Regardless of what happens in the Senate, Mr Trump would become the only president in US history to be impeached twice, if the Democratic-controlled House votes to impeach him as expected. Ms Pelosi also in a phone call asked the chairman of the joint chiefs of staff, Mark Milley, about Mr Trump’s access to the nuclear codes.

Mr Biden refused to be drawn on the impeachment question at a press conference on Friday, though he is thought to be against impeaching Mr Trump again at this late stage in his presidency.

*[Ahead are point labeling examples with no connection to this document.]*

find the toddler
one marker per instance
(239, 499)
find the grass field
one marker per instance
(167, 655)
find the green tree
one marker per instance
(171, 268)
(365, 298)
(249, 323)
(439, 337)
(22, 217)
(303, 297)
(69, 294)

“I’ve thought for a long, long time that President Trump wasn’t fit to hold the job. That’s why I ran,” he said, but added: “What the Congress has to do, it’s for them to decide.”

Resign

“If we were six months ago, we should be doing everything we could to get him out,” he said, “but I am focused now on us taking control as president and vice-president on the 20th and to get our agenda moving.”

Nonetheless, the president-elect, who was due to speak by phone to Ms Pelosi later on Friday, is not expected to stand in the way of any moves to impeach the president, a procedure that falls within the remit of Congress.

Mr Biden also decried Republican members of Congress who have supported Mr Trump.

Asked if senators such as Ted Cruz and Josh Hawley should resign, he said: “I think they should be flat beaten the next time they run. They’re part of the big lie.” He continued: “The acolytes that follow him, like Cruz and others, they are as responsible as he is.”

Meanwhile, federal prosecutors filed charges against at least 15 people in connection with the Capitol Hill riots. These include Richard Barnett, the Trump supporter from Arkansas who was photographed in Ms Pelosi’s office and was arrested on Friday in Little Rock.

Derrick Evans, a Republican member of West Virginia’s legislature, was also arrested by the FBI, after participating in the attack.